Ed and Zach were looking this way, so I waved them over.  “You know Ed?” I asked while they made their way past the table where all sorts of chocolates and fruits were being displayed.

“I know Zach,” she said. “Ed you’ve mentioned a few times.”

I nodded, as Zach bowed his head and grabbed her hands.  “Misko! I was just talking to Ed about the Questor.  Misko, this is Ed, Ed, Misko,” he said, letting go.

“I’ve heard a lot about you,” Ed said, and they shook.

“Hmmm,” I heard myself say.

“Hmmm?” the Questor’s wife asked.

“Sorry, thinking. Is Misko a good use-name?”  I had actually been thinking about clasping hands, and the role it played versus shaking them.

“Is your name really Erysichthon?” she asked me, teasingly.

“That doesn’t roll off the tongue,” I noted, impressed. “`Eegaiarasan’ was the best off-the-cuff guess I think I’ve heard. Wrong country of origin, but what a name, eh?  I also liked ‘Eiel’ for the meaning.”

“I’m not familiar with it?” she said, curious.

“`Born to inspire fright,’ I believe,” I reported.

Ed snorted. “You’re more a ‘Born to be Mild,’ type, E.”

Zach shrugged. “The calmest person may just be expressing the eye of a storm somewhere else.  Except he and I,” he glanced at me with a grin, “would probably argue that that suggests a doorway needed to be closed.”

I nodded, having to agree. “Of course, if they could channel a storm, I’d be totally curious as to what kind of creature they were, and what rules applied.  Know of any?” After all, if I could ask anyone, the people I’d ask were kind of in the room.

“Is talking shop verboten at one of these?” Ed asked.

“Your kind,” I said with a firm tone. “You start talking shop and I have sympathetic itches.”

“Sympathetic?” he asked. “Itches for me?

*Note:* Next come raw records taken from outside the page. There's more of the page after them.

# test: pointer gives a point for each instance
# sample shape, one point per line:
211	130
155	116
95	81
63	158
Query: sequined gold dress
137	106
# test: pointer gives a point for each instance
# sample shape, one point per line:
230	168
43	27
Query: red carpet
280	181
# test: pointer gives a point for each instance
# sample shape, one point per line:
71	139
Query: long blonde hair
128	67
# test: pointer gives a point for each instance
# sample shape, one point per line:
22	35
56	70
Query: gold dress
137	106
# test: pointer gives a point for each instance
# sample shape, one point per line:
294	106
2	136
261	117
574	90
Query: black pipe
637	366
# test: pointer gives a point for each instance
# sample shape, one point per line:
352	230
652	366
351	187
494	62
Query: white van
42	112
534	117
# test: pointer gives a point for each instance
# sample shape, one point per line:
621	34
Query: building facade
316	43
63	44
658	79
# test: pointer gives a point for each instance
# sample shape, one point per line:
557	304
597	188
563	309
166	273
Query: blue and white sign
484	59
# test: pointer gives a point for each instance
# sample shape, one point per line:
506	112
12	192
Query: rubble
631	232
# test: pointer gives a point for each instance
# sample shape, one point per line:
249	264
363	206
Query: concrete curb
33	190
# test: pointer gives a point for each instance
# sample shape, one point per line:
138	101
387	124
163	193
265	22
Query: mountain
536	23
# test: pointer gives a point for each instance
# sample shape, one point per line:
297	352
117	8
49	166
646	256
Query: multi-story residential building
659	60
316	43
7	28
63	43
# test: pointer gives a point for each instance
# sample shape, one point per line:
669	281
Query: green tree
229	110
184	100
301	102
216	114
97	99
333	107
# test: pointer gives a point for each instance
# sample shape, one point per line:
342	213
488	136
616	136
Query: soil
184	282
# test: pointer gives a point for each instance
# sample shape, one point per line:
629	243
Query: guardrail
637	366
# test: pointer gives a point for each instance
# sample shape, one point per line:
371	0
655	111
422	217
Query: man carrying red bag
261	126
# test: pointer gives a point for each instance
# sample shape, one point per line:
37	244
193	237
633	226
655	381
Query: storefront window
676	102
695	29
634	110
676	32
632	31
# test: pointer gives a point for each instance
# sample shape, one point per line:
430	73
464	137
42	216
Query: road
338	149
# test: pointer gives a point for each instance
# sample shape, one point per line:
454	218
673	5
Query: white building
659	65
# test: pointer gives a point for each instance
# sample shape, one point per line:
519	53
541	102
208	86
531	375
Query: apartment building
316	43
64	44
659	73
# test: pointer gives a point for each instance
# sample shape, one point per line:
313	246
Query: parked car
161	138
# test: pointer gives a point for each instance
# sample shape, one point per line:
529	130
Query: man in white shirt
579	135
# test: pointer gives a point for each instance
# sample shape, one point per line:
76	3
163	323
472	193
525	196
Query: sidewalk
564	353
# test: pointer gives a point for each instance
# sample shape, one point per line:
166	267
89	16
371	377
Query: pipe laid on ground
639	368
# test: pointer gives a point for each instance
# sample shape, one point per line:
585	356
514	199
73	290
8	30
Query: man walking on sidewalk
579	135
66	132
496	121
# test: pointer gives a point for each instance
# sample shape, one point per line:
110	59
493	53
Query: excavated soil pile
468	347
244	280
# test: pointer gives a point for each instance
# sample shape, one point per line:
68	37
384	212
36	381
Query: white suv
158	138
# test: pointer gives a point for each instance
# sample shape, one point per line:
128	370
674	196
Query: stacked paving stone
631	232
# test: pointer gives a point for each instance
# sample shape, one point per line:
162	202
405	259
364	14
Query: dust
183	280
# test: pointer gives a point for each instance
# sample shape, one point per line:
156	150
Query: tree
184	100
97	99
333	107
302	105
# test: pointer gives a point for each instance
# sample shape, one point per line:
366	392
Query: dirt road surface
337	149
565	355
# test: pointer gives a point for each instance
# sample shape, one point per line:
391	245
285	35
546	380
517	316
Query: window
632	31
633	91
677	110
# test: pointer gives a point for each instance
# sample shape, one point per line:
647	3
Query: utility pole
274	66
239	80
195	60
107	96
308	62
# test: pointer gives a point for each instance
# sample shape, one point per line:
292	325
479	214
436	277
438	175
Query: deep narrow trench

How nice.”

I rolled my eyes.

“Nah, he means First Law sympathetic. You talk about bugs and someone conjures them,” Zach teased, catching Misko’s glance.

“Nuh-uh,” she said. “The only bugs I like are the ones that get rid of ickier ones, and we don’t need a herd of tarantulas.”

“Herd?” I asked.

“Clutter.  Or cluster, but I like the first more,” said Ed, and well, he was the one who should know.